Rendez-vous est pris par téléphone avec notre interlocuteur. En ce dimanche matin radieux, nous nous plantons ainsi comme deux arbres de la liberté devant l’immeuble situé au 14 rue d’Alsace.
Qui sont aujourd’hui les francs-maçons mulhousiens, qui furent parmi les plus industrieux au 19è siècle, puisque 14 des 22 fondateurs de la société industrielle de Mulhouse (SIM) étaient des frères de la loge « La parfaite harmonie » ? Un nom apparemment inspiré d’une loge lyonnaise.
Dès l’abord, prière de décliner notre identité, et plutôt deux fois qu’une. Je suis journaliste (carte de visite à l’appui, mais ma carte de presse ne servira pas) et voici mon collègue photographe. On nous convie à fouler les quelques marches qui nous séparent d’un premier palier.
Un frère nous y attend, ceint d’une écharpe bleue, constellées de signes maçonniques. La couleur symbolise l’amitié et la bienveillance universelles. « Il sert à rappeler aux pratiquants que ces vertus doivent remplir le cœur de chaque frère, car le ciel expansif englobe le monde entier », lit-on dans la littérature spécialisée…
- « Je te connais toi, t’es un chasseur de photos ! », dit-il en visant mon camarade photographe et en citant le syndicat auquel il a appartenu un temps. Sourires crispés. Puis mon interlocuteur téléphonique, que je reconnais à sa voix, s’enquiert de ce que nous comptons faire
- Un simple petit article de découverte et quelques photos du temple dans les limites que vous m’avez posées au téléphone, lui dis-je sincèrement
- Le propriétaire ne veut pas. Est-ce que vous pouvez me garantir qu’il y aura bien un copyright et qu’il sera impossible de télécharger les photos ?
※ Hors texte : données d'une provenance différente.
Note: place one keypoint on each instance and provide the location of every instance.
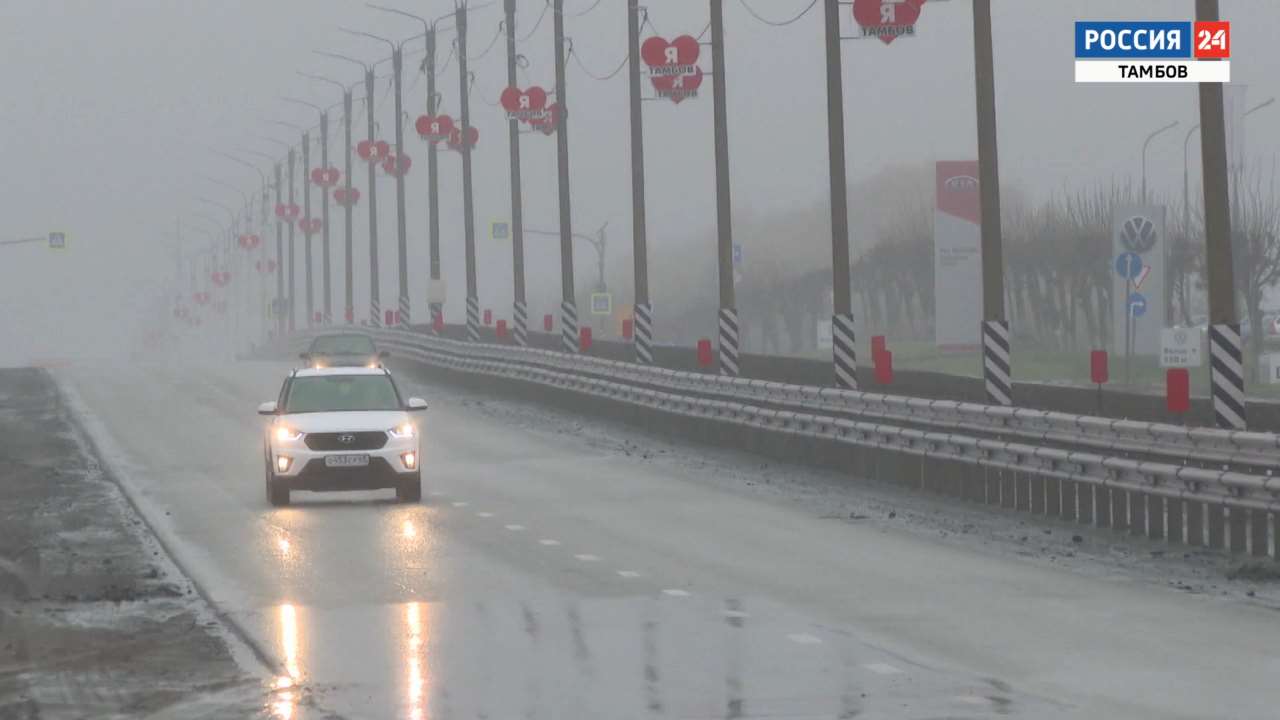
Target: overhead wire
(776, 23)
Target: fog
(113, 112)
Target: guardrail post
(1216, 525)
(1258, 533)
(1174, 520)
(1194, 520)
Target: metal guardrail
(1217, 468)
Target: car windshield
(342, 345)
(328, 393)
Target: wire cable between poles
(776, 23)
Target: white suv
(342, 429)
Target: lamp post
(401, 168)
(375, 309)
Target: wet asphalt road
(545, 578)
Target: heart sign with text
(456, 139)
(325, 177)
(434, 128)
(677, 89)
(887, 19)
(673, 67)
(346, 196)
(373, 150)
(524, 105)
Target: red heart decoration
(887, 19)
(434, 128)
(524, 104)
(677, 89)
(681, 51)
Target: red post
(1178, 390)
(883, 367)
(704, 352)
(1098, 367)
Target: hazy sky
(112, 106)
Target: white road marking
(804, 638)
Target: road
(548, 577)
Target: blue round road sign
(1137, 305)
(1129, 265)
Nous en restons quelque peu interdit. Empêcher le téléchargement des photos sur le site ?
- C’est difficile mais l’on peut essayer, lui assuré-je. Et si ce n’était pas le cas, on s’engage à ne pas publier de photos.
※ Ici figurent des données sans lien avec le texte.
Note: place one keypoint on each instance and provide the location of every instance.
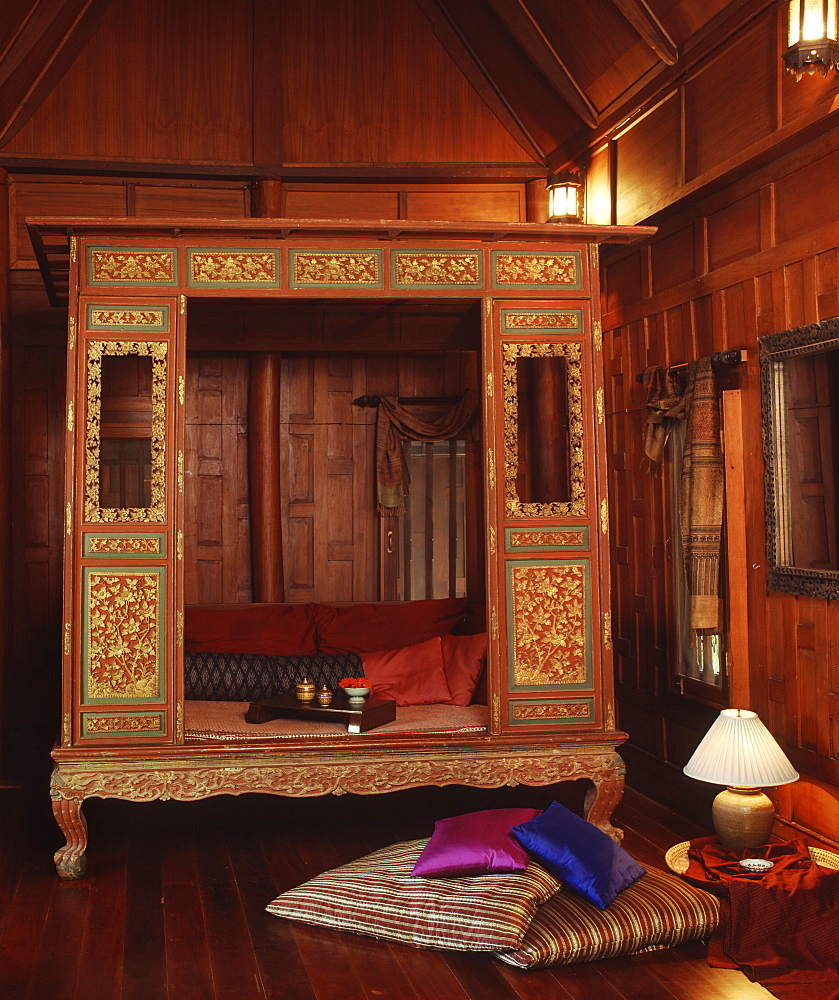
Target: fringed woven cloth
(701, 496)
(393, 422)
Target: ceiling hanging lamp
(813, 41)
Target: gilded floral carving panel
(436, 269)
(107, 317)
(223, 268)
(131, 266)
(96, 350)
(542, 320)
(123, 724)
(326, 268)
(545, 538)
(549, 624)
(581, 710)
(126, 545)
(123, 634)
(535, 269)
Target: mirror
(544, 472)
(543, 432)
(799, 372)
(126, 412)
(125, 431)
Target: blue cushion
(579, 854)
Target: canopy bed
(544, 711)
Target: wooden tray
(677, 858)
(358, 718)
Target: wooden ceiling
(556, 74)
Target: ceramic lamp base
(743, 817)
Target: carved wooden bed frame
(128, 289)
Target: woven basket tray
(677, 858)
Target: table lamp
(740, 752)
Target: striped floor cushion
(658, 911)
(376, 896)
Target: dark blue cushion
(579, 854)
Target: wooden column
(264, 474)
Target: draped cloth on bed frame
(393, 422)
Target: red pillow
(464, 657)
(413, 675)
(366, 628)
(272, 629)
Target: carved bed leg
(70, 862)
(603, 797)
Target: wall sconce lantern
(565, 197)
(813, 44)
- Dans ce cas, c’est non, pas de photos !
- Mais enfin nous venons de vous dire que…
- C’est non ! Le propriétaire s’y oppose.
- Ne vous en faites pas, affirme son coreligionnaire, tout sourire, vous verrez, après la « conférence », pourquoi ça n’a pas d’importance !
D’autant que la « conférence » nous apprendra que le Grand orient a racheté l’immeuble à la ville peu de temps après la guerre…
Mon camarade tente de négocier un expédient auprès de lui : la photo d’un lustre :
- On verra après la « conférence »…
Mais ce à quoi il conviendrait de penser urgemment, est à assurer une formation continue en matière technologique à nos frères les francs-macs mulhousiens. Ne pas savoir, par exemple, qu’il est structurellement impossible d’empêcher la reproduction d’une photo sur un écran informatique (ou totalement vain), est une chose sur laquelle les loges mulhousiennes se doivent de « plancher » au plus tôt !
- Merci de sortir et d’attendre sur le trottoir !
- Nous nous exécutons et patientons dehors avec le groupe de visiteurs. On nous prie de faire la queue et de s’identifier encore formellement lorsque nous entrons une seconde fois. Pas de passe-droit les journaleux !
A l’étage, nous pénétrons enfin un couloir dont les murs sont ornés de symboles et de textes en provenance de loges amies à travers le monde. Puis vient le « musée », une petite bibliothèque et d’autres décors, estampes ou tapisseries, ainsi que de nombreuses photos ou daguerréotypes présentant notamment d’anciens membres de « La parfaite harmonie ».
Enfin, le temple proprement dit. De style « Empire retour d’Égypte ». Celui où il est interdit de faire la moindre photo. Le discours est répété : « Le propriétaire y est opposé pour des raisons de copyright ».
Il est même permis de se demander si on n’insiste pas parce que les deux journalistes ont été soumis à ce régime, et qu’il convient de ne pas se montrer géométriquement variable avec le tout-venant.
Parce que, comment dire, le discours est précisément variable. C’est bien le moins que l’on puisse en conclure.
Savez-vous ce que vous trouverez là, ici ou encore là ? Des photos du temple situé rue d’Alsace à Mulhouse, publiées dans la presse locale ou magazine. Et le plus amusant : elles sont toutes téléchargeables !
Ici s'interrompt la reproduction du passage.